Preliminaries

  1. linear algebra
  • inner multiplication
  • projection

Idea of Fisher linear discriminant1

‘Least-square method’ in classification can only deal with a small set of tasks. That is because it was designed for the regression task. Then we come to the famous Fisher linear discriminant. This method is also discriminative for it gives directly the class to which the input \(\mathbf{x}\) belongs. Assuming that the linear function

\[ y=\mathbf{w}^T\mathbf{x}+w_0\tag{1} \]

is employed as before. Then the threshold function \(f(\mathbf{y})=\begin{cases}1 &\text{ if } y\leq 0\\0 &\text{ otherwise }\end{cases}\) was employed. If \(y<0\) or equivalenttly \(\mathbf{w}^T\mathbf{x}\leq -w_0\) , \(\mathbf{x}\) belongs to \(\mathcal{C}_1\), or it belongs to \(\mathcal{C}_2\).

This is an intuitive classification framework, but if such kinds of parameters exist and how to find them out is still a hard problem.

From the linear algebra view, when we set \(w_0=0\) the equation (1) can be viewed as the vector \(\mathbf{x}\) projecting on vector \(\mathbf{w}\).

And a good parameter vector direction and a threshold may solve this problem. And the measurement of how good the parameter vector direction is has some different candidates.

Distance Between Class Center

The first strategy that comes to us is to maximize the distance between the projections of the centers of different classes.

The first step is to get the center of a class \(\mathcal{C}_k\) whose size is \(N_k\) by:

\[ \mathbf{m}_k=\frac{1}{N_k}\sum_{x_i\in \mathcal{C}_k}\mathbf{x}_i\tag{2} \]

So the distance between the projections \(m_1\), \(m_2\) of centers of the two classes, \(\mathbf{m}_1\), \(\mathbf{m}_2\) is:

\[ m_1-m_2=\mathbf{w}^T(\mathbf{m}_1-\mathbf{m}_2)\tag{3} \]

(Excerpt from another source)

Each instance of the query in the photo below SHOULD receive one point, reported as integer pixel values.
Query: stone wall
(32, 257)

And for the \(\mathbf{w}\) here is referred to as the direction vector, its margin is \(1\):

\[ ||\mathbf{w}||=1\tag{4} \]

When \(\mathbf{w}\) has the same direction with \(\mathbf{m}_1-\mathbf{m}_2\), equation(3) get its maximum value.

Then the result looks like this:

The blue star and blue circle are the center of red stars and green circles, respectively. and the blue arrow is the direction we want in which the projections of center points have the longest distance.

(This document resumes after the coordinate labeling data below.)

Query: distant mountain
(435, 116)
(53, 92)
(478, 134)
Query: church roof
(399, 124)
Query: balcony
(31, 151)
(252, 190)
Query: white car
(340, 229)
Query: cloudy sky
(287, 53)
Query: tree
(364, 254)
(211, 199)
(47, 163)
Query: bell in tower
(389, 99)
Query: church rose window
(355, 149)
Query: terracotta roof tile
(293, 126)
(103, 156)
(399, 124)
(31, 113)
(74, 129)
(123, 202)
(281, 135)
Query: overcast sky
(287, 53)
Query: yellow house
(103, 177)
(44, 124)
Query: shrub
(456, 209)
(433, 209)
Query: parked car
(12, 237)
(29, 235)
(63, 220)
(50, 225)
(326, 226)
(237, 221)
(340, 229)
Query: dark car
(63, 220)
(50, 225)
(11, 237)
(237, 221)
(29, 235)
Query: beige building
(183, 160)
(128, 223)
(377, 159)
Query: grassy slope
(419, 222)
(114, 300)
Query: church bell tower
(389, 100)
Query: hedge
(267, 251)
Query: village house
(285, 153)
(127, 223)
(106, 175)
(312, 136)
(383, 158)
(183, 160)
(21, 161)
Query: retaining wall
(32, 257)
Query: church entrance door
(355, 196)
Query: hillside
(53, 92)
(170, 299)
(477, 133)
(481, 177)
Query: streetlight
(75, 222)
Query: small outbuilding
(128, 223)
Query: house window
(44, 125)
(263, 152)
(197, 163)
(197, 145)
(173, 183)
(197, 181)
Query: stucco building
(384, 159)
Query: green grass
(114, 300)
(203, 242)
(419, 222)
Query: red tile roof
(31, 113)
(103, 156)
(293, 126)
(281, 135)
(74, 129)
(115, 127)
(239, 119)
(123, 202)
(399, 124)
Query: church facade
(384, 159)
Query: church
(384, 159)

With our observation, this line does not give the optimum solution. Because, although the projections of centers have the longest distance on this line, the projections of all sample points scatter into a relatively large region and some of them from different classes have been mixed up.

This phenomenon exists in our daily life. For example, when two seats are closed, the people sitting on them do not have enough space(this is the original condition). Then we move the seats and make them a little farther from each other(make the projections of centers far from each other). But this time, two big guys come to sit on them(the projection has a big variance), and the space is still not enough.

In our problem, the projections of the points of a class are the big guys. We need to make the projection of centers far away from each other and make the projections of points in one class slender (which means a lower variance) at the same time.

The variance of the projected points of class \(k\) can be calculated by:

\[ s^2_k=\sum_{n\in \mathcal{C}_k}(y_n - m_k)^2\tag{5} \]

and it is also called within-class variance.

To make the seat comfortable for people who sit on them, we need to make the seat as far as possible from each other(maximize \((m_2-m_1)^2\)) and only allow children to sit(minimize the sum of within-class variance).

Fisher criterion satisfies this requirement:

\[ J(\mathbf{w})=\frac{(m_2-m_1)^2}{s_1^2+s_2^2}\tag{6} \]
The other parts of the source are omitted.